The influence of the sad office they had just performed was on the group still, as they paused to give us the words of greeting we coveted. Yet we could see that a certain sense of being very, very rich in happiness was on them all, though differently on every one.

Zoséphine wore the pear-shaped pearl.

The preacher said good-day, and started down the steps that used to lead from the levee down across a pretty fountained court and into the town. But my friend Tarbox—for I must tell you I like to call him my friend, and like it better every day; we can’t all be one sort; you’d like him if you knew him as I do—my friend Tarbox beckoned me to detain him.

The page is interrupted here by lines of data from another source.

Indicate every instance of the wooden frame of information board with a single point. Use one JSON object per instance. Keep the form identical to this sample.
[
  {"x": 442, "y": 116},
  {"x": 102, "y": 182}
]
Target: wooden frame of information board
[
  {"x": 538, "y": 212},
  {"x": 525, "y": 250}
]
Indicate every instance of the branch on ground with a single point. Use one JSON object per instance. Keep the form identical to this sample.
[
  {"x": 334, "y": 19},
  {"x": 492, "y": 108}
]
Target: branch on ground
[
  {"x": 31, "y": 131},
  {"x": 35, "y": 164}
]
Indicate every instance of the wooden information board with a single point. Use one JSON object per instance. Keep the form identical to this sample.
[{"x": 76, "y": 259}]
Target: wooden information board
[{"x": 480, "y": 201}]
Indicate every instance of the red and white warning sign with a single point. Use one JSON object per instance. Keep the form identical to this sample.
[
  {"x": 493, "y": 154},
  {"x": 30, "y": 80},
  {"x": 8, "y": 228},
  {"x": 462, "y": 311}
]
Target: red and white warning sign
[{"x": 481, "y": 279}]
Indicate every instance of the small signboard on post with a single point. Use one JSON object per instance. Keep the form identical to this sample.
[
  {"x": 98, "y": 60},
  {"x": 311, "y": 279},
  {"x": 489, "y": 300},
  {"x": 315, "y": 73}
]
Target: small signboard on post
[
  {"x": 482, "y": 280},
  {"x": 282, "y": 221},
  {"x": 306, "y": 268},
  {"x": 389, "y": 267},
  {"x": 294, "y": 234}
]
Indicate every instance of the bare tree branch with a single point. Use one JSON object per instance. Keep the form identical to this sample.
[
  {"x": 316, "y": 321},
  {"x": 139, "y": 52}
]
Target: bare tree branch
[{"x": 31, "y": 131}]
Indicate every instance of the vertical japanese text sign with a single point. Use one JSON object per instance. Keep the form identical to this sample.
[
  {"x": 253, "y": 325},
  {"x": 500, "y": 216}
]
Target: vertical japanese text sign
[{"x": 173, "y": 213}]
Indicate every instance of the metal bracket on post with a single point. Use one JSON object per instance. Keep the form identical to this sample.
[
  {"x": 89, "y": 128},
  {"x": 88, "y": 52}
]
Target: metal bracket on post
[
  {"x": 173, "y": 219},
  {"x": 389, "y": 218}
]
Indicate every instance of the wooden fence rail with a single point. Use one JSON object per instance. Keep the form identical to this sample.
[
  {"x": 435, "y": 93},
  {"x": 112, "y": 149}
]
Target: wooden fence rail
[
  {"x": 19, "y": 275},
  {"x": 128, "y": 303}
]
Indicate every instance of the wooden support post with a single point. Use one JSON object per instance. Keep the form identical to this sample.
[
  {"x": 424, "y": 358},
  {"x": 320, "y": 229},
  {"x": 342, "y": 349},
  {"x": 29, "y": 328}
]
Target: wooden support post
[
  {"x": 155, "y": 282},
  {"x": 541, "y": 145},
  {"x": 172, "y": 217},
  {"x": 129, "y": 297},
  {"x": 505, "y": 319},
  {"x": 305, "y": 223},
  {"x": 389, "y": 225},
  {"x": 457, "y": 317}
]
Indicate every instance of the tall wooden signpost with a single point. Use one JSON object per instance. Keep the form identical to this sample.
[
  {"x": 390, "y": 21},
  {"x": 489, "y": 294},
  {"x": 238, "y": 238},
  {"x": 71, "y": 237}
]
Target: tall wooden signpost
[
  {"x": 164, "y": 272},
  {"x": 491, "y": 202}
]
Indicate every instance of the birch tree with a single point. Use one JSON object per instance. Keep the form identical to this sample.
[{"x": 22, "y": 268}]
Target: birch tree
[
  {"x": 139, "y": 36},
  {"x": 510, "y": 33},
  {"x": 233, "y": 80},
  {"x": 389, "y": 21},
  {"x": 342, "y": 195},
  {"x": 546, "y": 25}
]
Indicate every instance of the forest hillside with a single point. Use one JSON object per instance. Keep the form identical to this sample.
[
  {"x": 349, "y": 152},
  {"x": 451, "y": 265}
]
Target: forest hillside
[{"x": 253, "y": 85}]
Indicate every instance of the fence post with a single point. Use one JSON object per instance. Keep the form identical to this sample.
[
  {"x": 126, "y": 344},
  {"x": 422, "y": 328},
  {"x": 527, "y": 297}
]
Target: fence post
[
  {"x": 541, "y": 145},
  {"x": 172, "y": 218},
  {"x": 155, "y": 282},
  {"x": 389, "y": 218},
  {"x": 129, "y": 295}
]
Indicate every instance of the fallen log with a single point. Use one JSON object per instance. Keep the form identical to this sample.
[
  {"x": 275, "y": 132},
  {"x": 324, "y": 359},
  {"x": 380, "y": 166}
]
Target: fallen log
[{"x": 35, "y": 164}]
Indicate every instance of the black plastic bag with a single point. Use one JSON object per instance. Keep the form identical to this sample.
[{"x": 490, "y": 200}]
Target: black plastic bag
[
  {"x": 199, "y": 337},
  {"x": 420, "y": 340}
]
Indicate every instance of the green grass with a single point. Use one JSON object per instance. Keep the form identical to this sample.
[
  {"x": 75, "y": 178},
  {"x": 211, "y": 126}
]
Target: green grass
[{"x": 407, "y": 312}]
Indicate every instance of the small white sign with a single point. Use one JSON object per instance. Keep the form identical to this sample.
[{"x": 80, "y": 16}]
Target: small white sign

“Christian!” I called—that is the preacher’s real name. He turned back and met Tarbox just where I stood. They laid their arms across each other’s shoulders in a very Methodist way, and I heard Tarbox say:

“I want to thank you once more. We’ve put you to a good deal of trouble. You gave us the best you had: I’ll never forget what you said about ‘them who through fear of death are all their life-time subject to bondage.’ I wish you were a Catholic priest.”

“Why?”

“So we could pay you for your trouble. I don’t think you ought to take it hard if you get a check in to-morrow’s mail.”